The riders followed roads that snaked along rivers; on rest days, they often took their fly rods to the water. They camped in forests and sometimes stayed in motels. Traveling by bike proved to be a conversation-starter whenever they stopped to rest. “So much of what we experienced, the people we met, were just wonderful and kind, really good people,” Griffin said.
Griffin said the best part of the journey was being able to spend time with his kids.
“They are so busy, we would not have this time otherwise,” he said. “It forced us to get closer together physically, emotionally, to push through this thing called the West.”
While speeding down switchbacks on a mountainside in Oregon, Griffin said, his perspective as a father changed. He realized his offspring were now leading, and he was following.
“At the top of the volcanic pass, we looked down to the John Day River canyon,” Griffin wrote. “(It was) a descent that was a first of many for my sons, who could not find the brakes and chose instead the howl of wind in their faces. I tried to ask them to slow down, but they disappeared before I heard any response.” As in life, the young men were traveling their own paths at their own speeds.
“I got to watch them as they rode away from me, literally and metaphorically,” Griffin said. “They are men now, and I had to let that idea of them being boys go. There were so many good moments like that, coming to that understanding. When you are in the saddle for a long time, you think a lot. At other times, you are just completely empty of any noise, which is the beauty of it. You are just riding, and there’s not a lot to interfere with that.”

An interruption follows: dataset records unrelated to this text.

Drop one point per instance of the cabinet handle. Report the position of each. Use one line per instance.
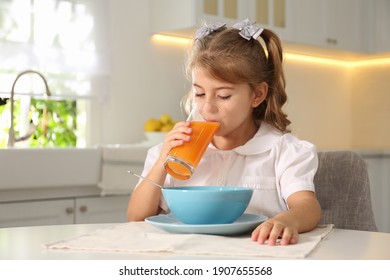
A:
(83, 209)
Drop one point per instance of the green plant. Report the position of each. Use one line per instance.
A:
(55, 122)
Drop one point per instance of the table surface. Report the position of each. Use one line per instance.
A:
(26, 243)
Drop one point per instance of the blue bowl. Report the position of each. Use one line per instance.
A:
(207, 204)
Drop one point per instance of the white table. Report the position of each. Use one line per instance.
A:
(26, 243)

At journey’s end, he said, his “act of faith” was affirmed. The trip left him with the feeling that “what just happened really matters. Human relations are absolutely necessary, yet very fragile. Fathers and sons, mothers and daughters, have a special bond. It takes work to keep it, and it takes work to make it lasting.”
Griffin’s attempt to “find a way to keep our relationship sacred” was rewarding. In 2020, he wrote an essay about the trip; friends suggested he expand the narrative into a book.
“Writing the book was much like the ride, an act of faith,” Griffin said. “When we started the trip, we didn’t know if we could finish, whether our bodies and bikes would hold up. Like writing the book, I wasn’t sure if I could do it. … It’s escaping the highs and lows of everyday life and the intensity of the experience that makes it so potent, that made it really intense, just like any journey you may go on.
“It’s something the three of us will never forget.”
River Ask Me Why: Into the West on Two Wheels by Shaun T. Griffin is being published by the Southern Utah University Press and will be available in bookstores and for purchase online after March 15. Griffin’s other works include Anthem for a Burnished Land: What We Leave in This Desert of Work and Words; Bathing in the River of Ashes; The Monastery of Stars; and Because the Light Will Not Forgive Me: Essays From a Poet.